What is considered a secondaries deal? It’s a question that may sound bizarre coming from a publication dedicated to the secondaries market for alternative assets. And yet it’s one we’re asking ourselves this week after an intriguing transaction landed on the Secondaries Investor desk.

In August, Brookfield Asset Management, along with Oaktree Capital Management, acquired 100 percent of a privately held convertible preferred security in EnLink Midstream, a natural gas transmission company owned by infrastructure giant Global Infrastructure Partners. EnLink provides transportation and processing services for natural gas, natural gas liquids and crude oil across Oklahoma, Texas and Louisiana, according to a document about the deal.

The transaction was worth $841 million, is understood to have priced at a discount and was backed using capital from Brookfield’s infrastructure secondaries strategy.

Brookfield and Oaktree acquired the convertible preferred stock on a 50/50 basis from TPG and Goldman Sachs, which had invested in the security in 2016 via their funds. Brookfield plans to back leverage about half of its portion, meaning the equity cheque it wrote is just over $200 million.

To be sure, acquiring shares in a listed company is not exactly the private equity secondaries market’s bread and butter. But in the world of infrastructure, the parameters around what’s considered a secondaries deal are slightly more permissive.

“In infrastructure we can sometimes think of the primary deal as the moment the green field is turned into an airport, and you bring everybody in. Anything post-that can sometimes be thought of as a secondary,” says a lawyer who advises clients on infrastructure secondaries deals. According to him, deals like EnLink are not uncommon in the direct secondary infrastructure universe nor will they be as people look to more interesting ways to find yield; whether a firm decides to structure it so it can go into their main infrastructure bucket, infrastructure debt bucket or infrastructure secondaries bucket depends on how they view the yield drivers of their programmes and what opportunities are available.

By imaginative use of the secondary opportunity, Brookfield appear to have found the yield opportunity without having to deal with the complications of a full acquisition.

For Brookfield – which is building its infra secondaries team and over the summer hired Hamish Kidd, who has experience at Rothschild and Macquarie, to lead its Americas effort and Keshav Bhojania in London to lead things in EMEA – this latest deal isn’t the typical type of transaction it plans to back via its strategy. John Stinebaugh, the managing partner who oversees the firm’s infrastructure debt and infra secondaries businesses, tells Secondaries Investor it mainly plans to work directly with GPs on sponsor-led deals and to structure tailored offerings for sponsors and originate investments.

Still, the deal did tick many of the boxes of what Brookfield’s infrastructure secondaries unit is trying to accomplish. Whereas the firm’s flagship infrastructure fund focuses on control investment, its secondaries programme is a non-control strategy that backs sponsors.

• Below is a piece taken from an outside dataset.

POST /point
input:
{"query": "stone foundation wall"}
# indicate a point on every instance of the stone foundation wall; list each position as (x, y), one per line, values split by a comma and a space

With EnLink, Brookfield and Oaktree are acquiring a non-control investment in the form of preferred stock and are backing the sponsor, GIP, through providing liquidity to two other investors.

A key differentiator in this deal lies in the exit route. Unlike backing a fund restructuring and becoming an LP in a continuation vehicle, Brookfield and Oaktree can sell the preferred equity stock as they like – provided they find a buyer. It’s also a convertible preferred security, so in the event of a change of control, for example, the stock could be converted to equity and exited.

Another key factor to consider is that the investment isn’t structured in a fund – a key element of most secondaries transactions.

Secondaries deals can by and large be characterised as passive equity ownership where alignment and pricing on the way in are key. Brookfield’s deal shows that opportunities that fit those wide parameters – regardless of whether they’re in a fund structure, are increasingly becoming bread and butter for some.